Hence, in this process heat supplied is utilised to increase, the internal energy of the system.

b. For the process CD (which is also an isochoric process), volume is constant but the pressure decreases. Hence, temperature also decreases (because PαT) so heat is given to the surroundings.

c. To calculate work done by the engine in one cycle, we calculate work done in each part separately.

(i) `W_(AB) = int_A^B PdV` = 0

(ii) `W_(CD) = int_C^D PdV` = 0  ....(As V is constant, dV = 0)

(iii) `W_(BC) = int_B^C PdV`

= `K int_B^C (dV)/(V^γ)`

= `K int_(V_B)^(V_C) V^-γ dV`

= `K/(1 - γ) [V^(1 - γ)]_(V_B)^(V_C)`

= `(K[V_C^(1 - γ) - V_B])/(1 - γ)`   .....(PV^γ = K for an adiabatic change)
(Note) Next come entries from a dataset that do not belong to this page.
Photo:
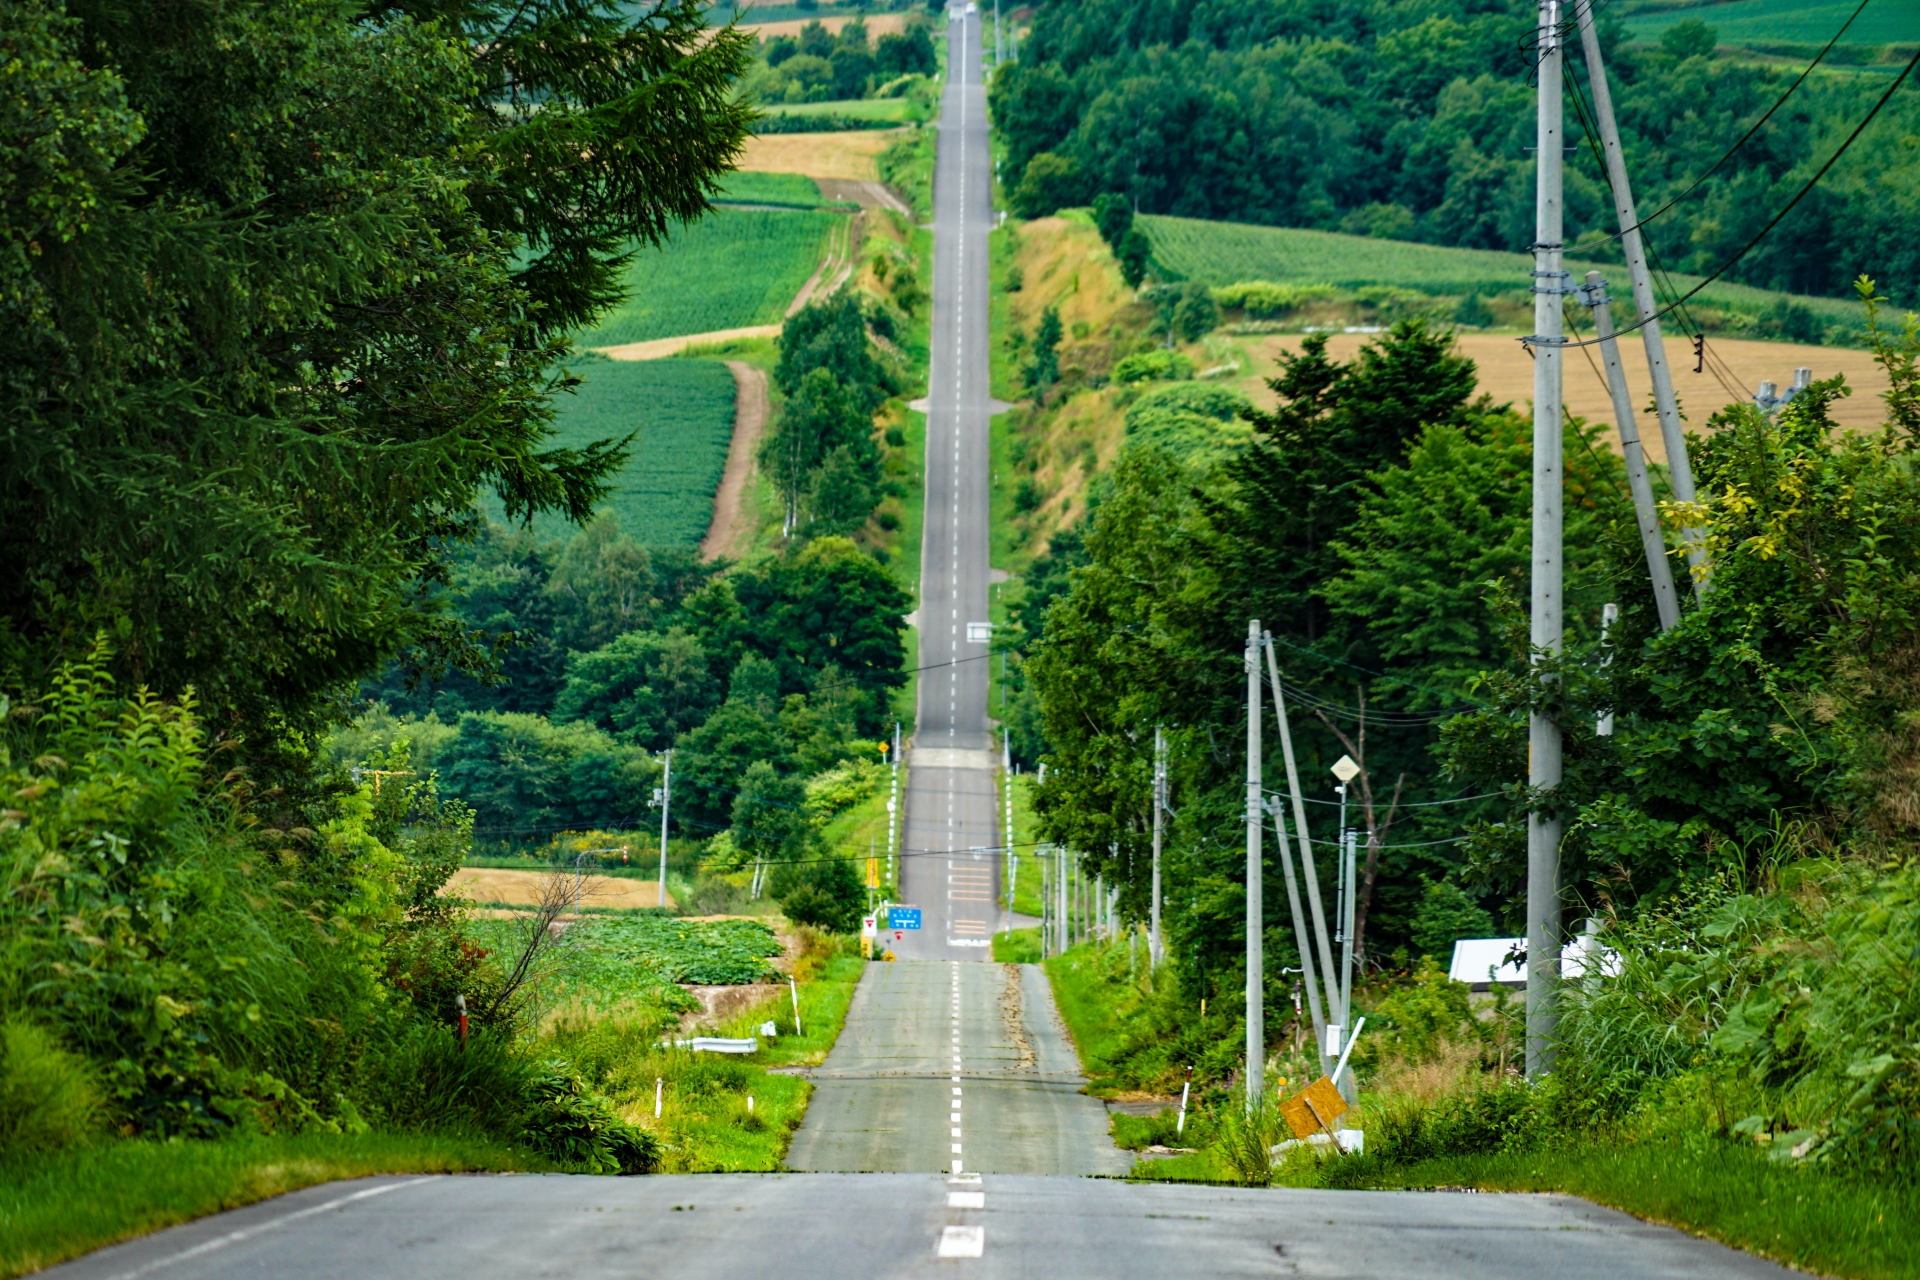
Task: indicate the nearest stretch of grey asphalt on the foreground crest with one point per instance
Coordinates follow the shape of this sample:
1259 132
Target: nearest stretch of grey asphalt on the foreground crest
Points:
852 1227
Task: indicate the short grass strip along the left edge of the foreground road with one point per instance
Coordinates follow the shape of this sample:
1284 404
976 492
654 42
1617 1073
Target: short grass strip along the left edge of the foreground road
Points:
72 1202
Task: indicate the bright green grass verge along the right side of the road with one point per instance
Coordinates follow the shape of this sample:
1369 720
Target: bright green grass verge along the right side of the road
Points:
1723 1189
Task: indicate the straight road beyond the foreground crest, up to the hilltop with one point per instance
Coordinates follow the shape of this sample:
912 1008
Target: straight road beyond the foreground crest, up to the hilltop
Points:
946 1062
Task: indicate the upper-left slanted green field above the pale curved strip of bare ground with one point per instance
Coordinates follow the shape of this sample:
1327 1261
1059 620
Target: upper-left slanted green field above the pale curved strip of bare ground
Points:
731 270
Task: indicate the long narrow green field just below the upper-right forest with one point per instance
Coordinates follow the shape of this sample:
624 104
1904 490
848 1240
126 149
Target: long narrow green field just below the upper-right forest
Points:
1232 252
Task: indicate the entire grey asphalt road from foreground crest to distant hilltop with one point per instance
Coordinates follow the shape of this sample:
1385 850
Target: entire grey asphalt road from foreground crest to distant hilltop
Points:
944 1066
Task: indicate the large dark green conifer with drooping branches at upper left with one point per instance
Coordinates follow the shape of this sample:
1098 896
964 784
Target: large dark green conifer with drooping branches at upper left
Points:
287 291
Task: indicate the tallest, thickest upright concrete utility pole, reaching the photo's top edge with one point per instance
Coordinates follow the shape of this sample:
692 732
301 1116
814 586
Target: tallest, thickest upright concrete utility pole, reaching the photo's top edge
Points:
1545 736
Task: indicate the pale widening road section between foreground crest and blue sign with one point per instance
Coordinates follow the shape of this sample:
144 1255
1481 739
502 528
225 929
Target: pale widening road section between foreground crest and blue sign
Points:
953 1066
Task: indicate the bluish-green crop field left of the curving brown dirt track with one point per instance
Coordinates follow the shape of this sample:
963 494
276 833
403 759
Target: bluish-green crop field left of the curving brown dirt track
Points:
684 415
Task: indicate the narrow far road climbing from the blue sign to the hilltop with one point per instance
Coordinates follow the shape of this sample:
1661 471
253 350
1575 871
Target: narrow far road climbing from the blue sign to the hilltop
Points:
951 811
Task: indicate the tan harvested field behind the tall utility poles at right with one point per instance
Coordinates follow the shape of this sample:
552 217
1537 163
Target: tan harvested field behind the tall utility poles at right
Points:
1508 375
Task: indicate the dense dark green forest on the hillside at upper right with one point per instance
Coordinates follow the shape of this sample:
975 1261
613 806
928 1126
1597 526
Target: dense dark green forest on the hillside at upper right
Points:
1416 122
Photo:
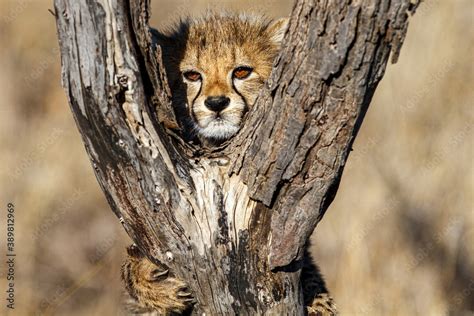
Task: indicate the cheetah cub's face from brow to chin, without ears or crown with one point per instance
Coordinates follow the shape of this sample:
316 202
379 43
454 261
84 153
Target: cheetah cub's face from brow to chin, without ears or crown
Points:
221 87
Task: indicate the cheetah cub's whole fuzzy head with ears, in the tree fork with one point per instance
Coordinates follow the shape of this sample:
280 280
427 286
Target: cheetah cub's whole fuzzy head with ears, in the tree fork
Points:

= `([(P_CV_C^γ)(V_C^(1 - γ)) - (P_BV_B^γ)(V_B^(1 - γ))])/((1 - γ))`

Similarly, `W_(DA) = int_(V_D)^(V_A) PdV`

= `1/((1 - γ)) (P_AV_A - P_DV_D)`  ......[∵ BC is an adiabatic process]

Since B and C lies on adiabatic curve BC,

∴ `P_BV_B^γ = P_CV_C^γ`

`P_C = P_B(V_B/V_C)^γ`

= `P_B(1/2)^γ`

= `2^(-γ)P_B`

Similarly, `P_D = 2^(-γ)P_A`

Total work done by the engine in one cycle ABCDA

`W = W_(AB) + W_(BC) + W_(CD) + W_(DA) = W_(BC) + W_(DA)`

= `((P_CV_C - P_BV_B))/(1 - γ) + ((P_AV_A - P_DV_D))/(1 - γ)`

`W = 1/(1 - γ) [2^(-γ) P_B (2V_B) - P_BV_B + P_AV_A - 2^(-γ) P_B (2V_B)]`

= `1/(1 - γ) [P_AV_B (2^(-γ + 1) - 1) - P_AV_A (2^(-γ + 1) - 1)`

= `1/(1 - γ) (2^(1 - γ) - 1) (P_B - P_A)V_A`

= `3/2 [1 - (1/2)^(2/3)](P_B - P_A)V_A`

d. Heat (Q) is supplied to the engine only from A to B. Thus Q = ΔQ_AB = ΔU_AB = nC_VΔT

= `3/2 R(T_B - T_A)`  .....[As C_V = (3/2)R and ΔT = T_B – T_A]

= `P_CV_C^γ = P_BV_B^γ`,

`P_C = P_B(V_B/V_C)^γ`

= `P_B(1/2)^γ`

= `P_B2^-γ`  .....(As V_B/V_C = 1/2)

Thus, `P_CV_C^γ = (P_B2^-γ)(2V_B) = 2^(1 - γ)P_BV_B`

= `3/2 (P_BV_B - P_AV_A)`

= `3/2 (P_B - P_A)V_A`  .....(PV = RT and V_B = V_A)

The efficiency of the engine,

η = `W/Q = (3/2 [1 - (1/2)^(2/3)] (P_B - P_A)V_A)/(3/2 (P_B - P_A)V_A)`

= `[1 - (1/2)^(2/3)]`